The current reliance on obstructionism empowers wealthy NIMBYists, the politically connected, and lawyers rather than marginalized communities. This is an opportune moment for a policy realignment around energy abundance and climate progress that focuses on building rather than blocking.
What, then, should comprehensive permitting reform look like? Despite permitting reform being Senator Joe Manchin’s top priority, his legislation failed on both process and substance. Politics and policy got in the way. When policymakers go back to the drawing board, the process should be inclusive, and the policy must be comprehensive. Should a Jones Act repeal be part of the discussion? Absolutely. The Jones Act prohibits the delivery of cleaner natural gas to Boston, complicates offshore wind installation, and increases congestion on the roads, causing higher emissions.
Earlier this year, the running joke was that everything was infrastructure, even if it wasn’t infrastructure in the traditional sense. That’s why many businesses and special interests wanted a slice of the spending pie. Permitting reformists should borrow a page from that playbook. Everything should be permitting reform because there are many antiquated laws and regulations that require modernization.
There’s no shortage of good ideas to make our economy function better. Even the Manchin bill had several provisions that would move the needle in the right direction. Alec Stapp, co-founder of the Institute for Progress, listed several notable improvements including time limits for environmental impact statements and environmental assessments (and making them easier to amend), better data collection and putting hydrogen on equal footing with natural gas.
Perhaps the biggest flaw of the bill is what’s not in it. The legislation failed to fix litigious activists from holding up projects for years in courts. True permitting reform should focus on environmental protection and outcomes rather than vague, subjective processes that are often left to the courts. Senator Shelley Moore Capito’s (R-WV) Simplify Timelines and Assure Regulatory Transparency (START) Act would address the judicial review problem and make many other necessary improvements.

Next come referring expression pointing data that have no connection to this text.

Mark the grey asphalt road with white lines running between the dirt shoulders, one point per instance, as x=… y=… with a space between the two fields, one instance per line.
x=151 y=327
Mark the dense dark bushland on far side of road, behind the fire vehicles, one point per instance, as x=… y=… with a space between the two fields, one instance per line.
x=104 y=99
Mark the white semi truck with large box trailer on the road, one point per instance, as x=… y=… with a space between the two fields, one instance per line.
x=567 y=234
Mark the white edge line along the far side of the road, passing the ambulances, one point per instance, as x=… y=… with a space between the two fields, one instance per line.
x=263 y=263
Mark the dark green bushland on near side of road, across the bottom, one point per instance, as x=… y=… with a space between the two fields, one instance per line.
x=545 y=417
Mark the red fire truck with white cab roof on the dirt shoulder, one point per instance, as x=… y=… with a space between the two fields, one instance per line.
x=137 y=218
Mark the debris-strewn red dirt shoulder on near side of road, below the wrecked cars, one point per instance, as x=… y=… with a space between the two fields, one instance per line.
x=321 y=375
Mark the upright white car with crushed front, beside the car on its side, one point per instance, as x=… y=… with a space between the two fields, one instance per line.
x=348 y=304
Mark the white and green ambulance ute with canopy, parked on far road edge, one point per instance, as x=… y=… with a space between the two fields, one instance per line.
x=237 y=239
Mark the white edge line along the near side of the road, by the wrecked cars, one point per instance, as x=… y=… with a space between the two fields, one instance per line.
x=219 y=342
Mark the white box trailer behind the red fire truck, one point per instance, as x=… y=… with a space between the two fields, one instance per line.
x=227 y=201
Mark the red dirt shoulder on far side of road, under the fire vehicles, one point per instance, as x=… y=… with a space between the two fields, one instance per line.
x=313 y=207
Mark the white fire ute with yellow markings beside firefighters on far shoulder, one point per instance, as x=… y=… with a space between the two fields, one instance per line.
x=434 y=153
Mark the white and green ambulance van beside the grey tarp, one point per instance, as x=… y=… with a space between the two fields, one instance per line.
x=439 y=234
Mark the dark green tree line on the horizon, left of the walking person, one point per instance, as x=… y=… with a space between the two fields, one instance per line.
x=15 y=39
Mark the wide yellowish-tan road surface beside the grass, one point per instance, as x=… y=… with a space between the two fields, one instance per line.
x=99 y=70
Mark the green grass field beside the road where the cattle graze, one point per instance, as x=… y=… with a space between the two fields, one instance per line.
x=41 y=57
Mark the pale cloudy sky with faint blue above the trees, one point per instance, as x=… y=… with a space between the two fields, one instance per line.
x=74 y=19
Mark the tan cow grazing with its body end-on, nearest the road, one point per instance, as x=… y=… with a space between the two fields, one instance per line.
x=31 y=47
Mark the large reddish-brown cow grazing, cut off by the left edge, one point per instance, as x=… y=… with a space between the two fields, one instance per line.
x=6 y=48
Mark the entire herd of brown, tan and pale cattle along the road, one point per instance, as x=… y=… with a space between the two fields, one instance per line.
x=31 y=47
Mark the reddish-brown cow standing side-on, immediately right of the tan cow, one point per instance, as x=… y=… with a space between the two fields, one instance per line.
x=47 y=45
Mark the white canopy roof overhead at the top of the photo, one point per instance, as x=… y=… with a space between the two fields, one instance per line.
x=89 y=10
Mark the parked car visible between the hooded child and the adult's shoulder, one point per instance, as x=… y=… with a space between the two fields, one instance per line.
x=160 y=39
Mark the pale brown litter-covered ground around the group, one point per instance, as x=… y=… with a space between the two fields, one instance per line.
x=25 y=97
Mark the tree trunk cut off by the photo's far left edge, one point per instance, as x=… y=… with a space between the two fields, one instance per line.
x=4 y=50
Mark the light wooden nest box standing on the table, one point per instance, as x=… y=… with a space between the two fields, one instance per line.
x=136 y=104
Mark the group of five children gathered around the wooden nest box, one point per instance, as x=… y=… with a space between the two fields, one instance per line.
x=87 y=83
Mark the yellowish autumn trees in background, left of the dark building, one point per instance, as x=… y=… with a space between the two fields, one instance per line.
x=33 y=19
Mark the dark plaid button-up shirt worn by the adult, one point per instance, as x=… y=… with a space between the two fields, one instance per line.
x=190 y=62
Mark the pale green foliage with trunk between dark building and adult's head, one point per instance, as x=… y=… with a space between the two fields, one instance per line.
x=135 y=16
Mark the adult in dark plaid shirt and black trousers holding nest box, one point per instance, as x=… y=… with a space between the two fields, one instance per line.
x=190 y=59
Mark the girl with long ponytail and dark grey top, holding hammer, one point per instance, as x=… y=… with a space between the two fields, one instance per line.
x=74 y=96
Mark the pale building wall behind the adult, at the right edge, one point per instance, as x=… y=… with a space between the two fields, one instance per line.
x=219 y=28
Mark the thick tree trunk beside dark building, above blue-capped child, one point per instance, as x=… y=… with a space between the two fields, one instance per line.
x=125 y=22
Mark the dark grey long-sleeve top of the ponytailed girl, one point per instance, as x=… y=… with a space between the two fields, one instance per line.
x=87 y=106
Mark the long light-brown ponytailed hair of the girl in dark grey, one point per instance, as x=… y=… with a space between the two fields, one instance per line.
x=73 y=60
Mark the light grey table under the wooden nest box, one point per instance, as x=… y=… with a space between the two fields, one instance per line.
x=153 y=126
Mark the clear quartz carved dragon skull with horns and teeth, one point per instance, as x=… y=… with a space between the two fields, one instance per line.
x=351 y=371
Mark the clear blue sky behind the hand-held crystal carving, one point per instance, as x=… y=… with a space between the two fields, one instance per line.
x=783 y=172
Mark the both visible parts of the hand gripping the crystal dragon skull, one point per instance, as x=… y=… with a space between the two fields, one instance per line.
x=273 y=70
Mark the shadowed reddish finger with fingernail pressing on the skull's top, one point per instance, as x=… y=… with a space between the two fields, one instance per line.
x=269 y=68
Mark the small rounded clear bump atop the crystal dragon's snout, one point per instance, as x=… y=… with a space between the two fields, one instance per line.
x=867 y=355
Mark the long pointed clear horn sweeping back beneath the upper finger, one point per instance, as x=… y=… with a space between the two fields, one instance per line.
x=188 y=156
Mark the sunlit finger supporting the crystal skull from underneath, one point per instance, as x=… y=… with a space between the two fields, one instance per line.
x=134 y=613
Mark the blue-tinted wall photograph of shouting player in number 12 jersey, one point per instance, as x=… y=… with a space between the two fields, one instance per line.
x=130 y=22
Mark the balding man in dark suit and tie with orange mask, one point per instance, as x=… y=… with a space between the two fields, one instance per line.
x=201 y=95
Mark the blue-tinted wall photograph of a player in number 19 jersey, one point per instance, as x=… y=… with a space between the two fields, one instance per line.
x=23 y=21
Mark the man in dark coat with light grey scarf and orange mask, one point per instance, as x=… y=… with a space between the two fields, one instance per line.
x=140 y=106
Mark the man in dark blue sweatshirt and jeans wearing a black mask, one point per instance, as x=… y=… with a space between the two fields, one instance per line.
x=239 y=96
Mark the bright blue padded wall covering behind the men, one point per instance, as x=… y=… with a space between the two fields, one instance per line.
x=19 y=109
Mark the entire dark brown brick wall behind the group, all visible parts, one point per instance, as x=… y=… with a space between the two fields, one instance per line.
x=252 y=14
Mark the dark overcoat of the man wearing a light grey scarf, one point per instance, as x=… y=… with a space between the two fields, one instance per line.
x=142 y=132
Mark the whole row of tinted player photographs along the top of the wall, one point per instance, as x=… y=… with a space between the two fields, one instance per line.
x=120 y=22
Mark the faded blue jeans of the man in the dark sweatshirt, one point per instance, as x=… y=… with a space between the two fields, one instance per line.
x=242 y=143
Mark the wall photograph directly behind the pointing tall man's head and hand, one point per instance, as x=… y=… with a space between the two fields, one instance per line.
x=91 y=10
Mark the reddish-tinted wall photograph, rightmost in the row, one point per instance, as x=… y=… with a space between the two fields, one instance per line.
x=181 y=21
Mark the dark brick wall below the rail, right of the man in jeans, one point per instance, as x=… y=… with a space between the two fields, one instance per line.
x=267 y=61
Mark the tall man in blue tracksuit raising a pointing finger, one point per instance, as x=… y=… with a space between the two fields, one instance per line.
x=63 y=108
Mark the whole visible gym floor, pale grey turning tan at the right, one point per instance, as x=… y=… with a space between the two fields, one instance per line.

Comprehensive permitting reform should expedite liquified natural gas (LNG) exports so that American energy producers can ship cleaner LNG to our European allies and displace dirtier Russian natural gas. It should make it easier to reduce wildfire risk and promote healthier forests. It should make it easier to clean up and reclaim abandoned hard rock mines. Geothermal permits should be streamlined. Congress should repeal the Jones Act and Foreign Dredge Act. Our Climate and Freedom Agenda includes a laundry list of policy fixes to make, many of which have bipartisan support.
A Christmas tree approach to permitting reform risks the chance that one provision causes a Member to drop off because he or she is beholden to a constituency that benefits from the status quo (even at the expense of taxpayers and consumers). Conversely, marginal improvements to permitting reform may be a step in the right direction but a tremendously big missed opportunity. Alec Stapp said at the end of his Twitter thread on the Manchin bill, “My worry is that policymakers will say this bill ‘fixed permitting’ & then we don’t get any more reform for years.”
I share that concern. It’s time for policymakers to be bold and thorough so that innovators, investors, and the private sector can meet consumers’ needs with better environmental outcomes.